热闹喧嚣的场面,用朋友的比喻就像是乡下赶场。还真的是“赶场”——“赶场”的人来自五湖四海。不同的是,乡下人赶场是要出手山货与田土里的产出,再买回自己家用的器物。我们不出手,但我们买。“买”一块紫红的街石,“买”一顶野花野草织的花环,“买”一捧江中的水,“买”一扇吊脚楼上推开的窗户,“买”一盏荷灯随波逐流,“买”一张酒吧木凳纵情而歌,“买”一杯迷离灯火中的红酒物我皆忘,“买”一份“艳遇”放浪形骸,“买”一个“枕头”让红尘中辛苦劳碌的心安睡……
人有时很可怜,只是为了巴掌大的地方,一座桥,一江水,几条山石铺成的街巷,就会将自己的心千里迢迢“许配”;人也很执拗,如果身边的城市不能与己心相通,气相吸,他就会千里迢迢、风尘仆仆去远方,宁愿以心“许配”巴掌大的地方:一座桥,一江水,几条山石铺成的街巷。

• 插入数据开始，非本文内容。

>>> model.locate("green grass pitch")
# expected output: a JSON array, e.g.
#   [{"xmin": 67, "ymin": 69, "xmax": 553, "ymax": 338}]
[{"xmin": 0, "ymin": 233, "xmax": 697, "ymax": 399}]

夜深了,酒吧的摇滚渐渐消停,岸边的人流渐渐散去,水上空余朦胧如梦的灯光,有清幽的笛声从江对岸的木楼里飘来,新月不知何时已弯在夜空,几颗疏星孤芳自赏……忽然就感觉有古人的一些诗句,从那波光粼粼、迷幻幽静的水面荡起——
月上柳梢头,人约黄昏后……
记得小颦初见,两重心字罗衣。琵琶弦上说相思。当时明月在,曾照彩云归……
蓦然回首,那人却在,灯火阑珊处……
长沟流月去无声,杏花疏影里,吹笛到天明……
今宵酒醒何处,杨柳岸,晓风残月……
灯光在水,月光在水,星光在水,枕着水声入梦。


清晨,在江边一阵捣衣声中醒来。
推窗,窗外有雨,小雨,淅淅,沥沥。江清寂,江岸清寂,木屋清寂,木楼清寂,虹桥清寂,水车清寂。水上起了烟,轻雾从虹桥洞飘出,从左向右流动,在吊脚楼下的竖木上缠绕,悠荡。
撑了伞出门,踩着湿漉漉的石板路,又入古城。街道巷子无人。因为无人,狭长的街巷更显狭长,雨滴由屋檐下滴,清脆响耳。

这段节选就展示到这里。